Hans Bormann gasped finally, unbelievingly, "How could they possibly know the name of our ship? How could they possibly know the Amer-English language?"

The captain's face was white and frozen. He said, so quietly that they could hardly make it out, "That's not all. Our alarms still haven't been touched off, and our estimators aren't functioning; we don't know how large they are nor how far away. It's unheard of—.Somehow they've completely disrupted our instruments."


Markham Gray followed the matter with more than average interest, after their arrival at the New Albuquerque spaceport. Not that average interest wasn't high.

Finally man had come in contact with another intelligence.

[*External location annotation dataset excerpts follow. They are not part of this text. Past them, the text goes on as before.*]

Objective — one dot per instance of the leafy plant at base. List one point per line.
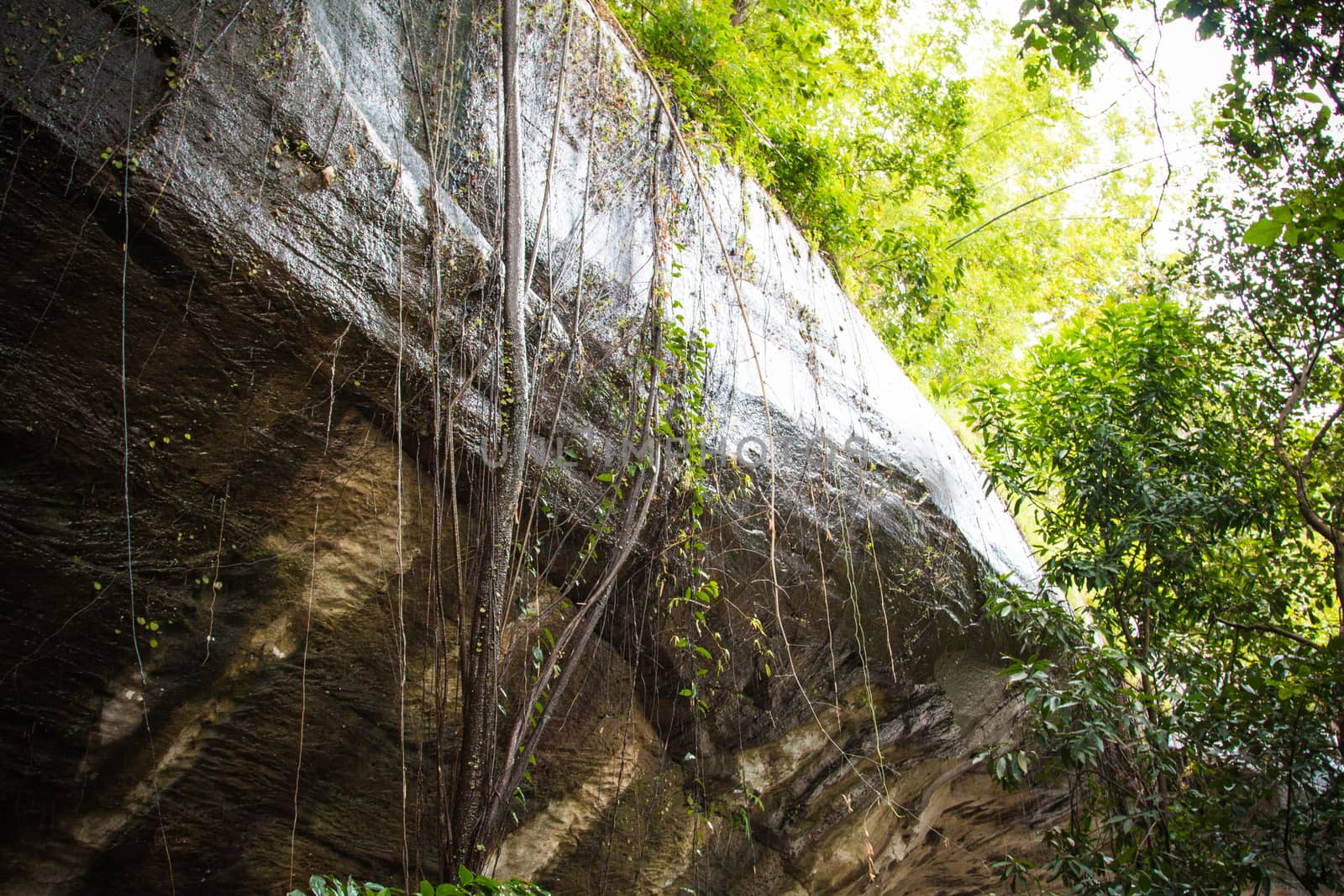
(470, 884)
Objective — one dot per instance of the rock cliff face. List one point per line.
(218, 345)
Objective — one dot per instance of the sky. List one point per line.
(1184, 74)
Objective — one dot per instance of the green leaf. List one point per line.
(1263, 233)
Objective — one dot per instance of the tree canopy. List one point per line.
(1168, 427)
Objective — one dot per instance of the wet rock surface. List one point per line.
(228, 376)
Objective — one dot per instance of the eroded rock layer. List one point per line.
(222, 226)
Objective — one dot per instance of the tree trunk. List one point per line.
(480, 669)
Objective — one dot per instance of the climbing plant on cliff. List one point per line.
(875, 139)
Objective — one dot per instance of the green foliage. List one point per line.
(1122, 438)
(468, 884)
(1283, 53)
(885, 154)
(1195, 732)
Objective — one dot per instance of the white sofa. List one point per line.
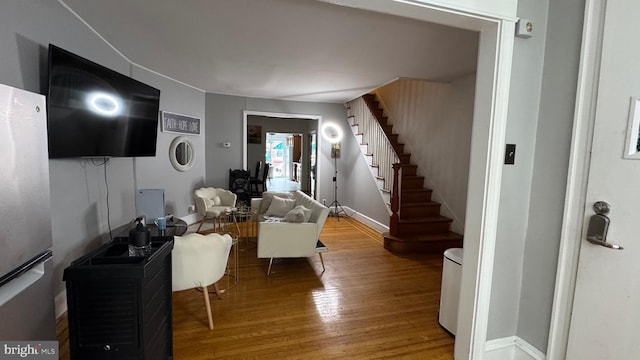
(280, 234)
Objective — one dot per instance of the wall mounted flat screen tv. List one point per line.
(94, 111)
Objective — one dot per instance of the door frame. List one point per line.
(496, 41)
(247, 113)
(577, 179)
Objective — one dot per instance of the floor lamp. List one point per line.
(333, 134)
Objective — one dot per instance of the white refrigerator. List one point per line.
(26, 283)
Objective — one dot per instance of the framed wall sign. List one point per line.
(181, 124)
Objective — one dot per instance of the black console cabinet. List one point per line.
(119, 307)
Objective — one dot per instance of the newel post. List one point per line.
(395, 201)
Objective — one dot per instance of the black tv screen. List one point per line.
(94, 111)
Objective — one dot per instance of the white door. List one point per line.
(605, 321)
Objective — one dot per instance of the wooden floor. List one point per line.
(368, 304)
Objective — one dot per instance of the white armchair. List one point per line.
(199, 261)
(212, 204)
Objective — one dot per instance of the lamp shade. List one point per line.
(331, 132)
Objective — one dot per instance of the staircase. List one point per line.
(416, 224)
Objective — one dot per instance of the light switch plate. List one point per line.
(510, 154)
(524, 28)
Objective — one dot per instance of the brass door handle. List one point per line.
(599, 226)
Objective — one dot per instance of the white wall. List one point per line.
(524, 100)
(78, 188)
(434, 122)
(541, 104)
(552, 147)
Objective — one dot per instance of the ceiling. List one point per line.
(303, 50)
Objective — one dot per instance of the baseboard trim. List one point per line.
(61, 303)
(511, 348)
(375, 225)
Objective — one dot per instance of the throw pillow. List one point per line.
(298, 214)
(209, 203)
(295, 215)
(268, 196)
(280, 207)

He had been dreading it, fearing it, for decades; now it was here. Another life form had conquered space, and, seemingly, had equipment, in some respects at least, superior to humanity's.

The court martial of Captain Roger Post had been short and merciless. Free access to the trial had been given to the press and telviz systems, and the newscasts had carried it in its entirety, partially to stress to the public mind the importance of the situation, and partially as a warning to other spacemen.

Post had stood before the raised dais upon which were seated SupSpaceCom Michell and four other high-ranking officers and heard the charge read—failure to attack the alien craft, destroy it, and thus prevent the aliens—wherever they might be from—returning to their own world and reporting the presence of man in the galaxy.

Markham Gray, like thousands of others, had sat on the edge of his chair in the living room of his small suburban home, and followed the trial closely on his telviz.

SupSpaceCom Michell had been blunt and ruthless. He had rapped out, bitingly, "Roger Post, as captain of the Neuve Los Angeles, why did you not either destroy the alien craft, or, if you felt it too strong for your ship, why did you not blast off into space, luring it away from your home planet?"